Ирошников минут пять попыхтел с замком, пытаясь открыть его методом подбора ключей. На этот раз у него ничего не вышло.

— Дверь закрыта изнутри на задвижку! — заключил Ирошников.

— Теперь сомнений быть не может — Абрамов сам наложил на себя руки, — резюмировал Диевский.

Ирошников влез в чемоданчик, который привез с собой, достал небольшой ломик и легко отжал дверь, улыбнувшись:

— Милости прошу! Соколов восторгнулся:

— Ну, Юрий Павлович, ты фомкой действуешь, как профессиональный взломщик-шнифер.

Ирошников не остался в долгу, насмешливо протянул:

— Во-от и хорошо! Коли из полиции выгонят, так с голода не помру и без дела не останусь.

Сыщики шагнули в квартиру. За ними двигались понятые — Пятакова и Терентьев.

ОБЫСК

Соколов уже выяснил у Гурлянда, что Абрамов снимает небольшую трехкомнатную квартиру с кухней.

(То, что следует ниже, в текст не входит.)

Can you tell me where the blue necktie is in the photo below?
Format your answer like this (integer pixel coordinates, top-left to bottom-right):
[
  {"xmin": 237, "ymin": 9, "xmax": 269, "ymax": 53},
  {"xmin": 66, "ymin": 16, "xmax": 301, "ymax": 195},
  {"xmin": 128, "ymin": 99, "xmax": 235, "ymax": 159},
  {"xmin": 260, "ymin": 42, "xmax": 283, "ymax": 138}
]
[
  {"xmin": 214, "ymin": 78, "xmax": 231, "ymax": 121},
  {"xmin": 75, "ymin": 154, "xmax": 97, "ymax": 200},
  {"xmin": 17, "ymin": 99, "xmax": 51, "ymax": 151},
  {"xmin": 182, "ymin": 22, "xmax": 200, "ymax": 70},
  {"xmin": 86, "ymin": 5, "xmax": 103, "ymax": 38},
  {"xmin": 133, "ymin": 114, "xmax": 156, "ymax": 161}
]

…Теперь библиофил висел в самой большой комнате, служившей, видимо, гостиной.

Веревка была привязана к крюку, к которому крепилась и люстра. Рот у покойного был полуоткрыт, из него выглядывал кончик языка. На шею была накинута, так называемая, закрытая скользящая петля. Не повреждая узлов (способ их завязывания может способствовать разоблачению преступника), разрезали веревку и положили Абрамова на пол.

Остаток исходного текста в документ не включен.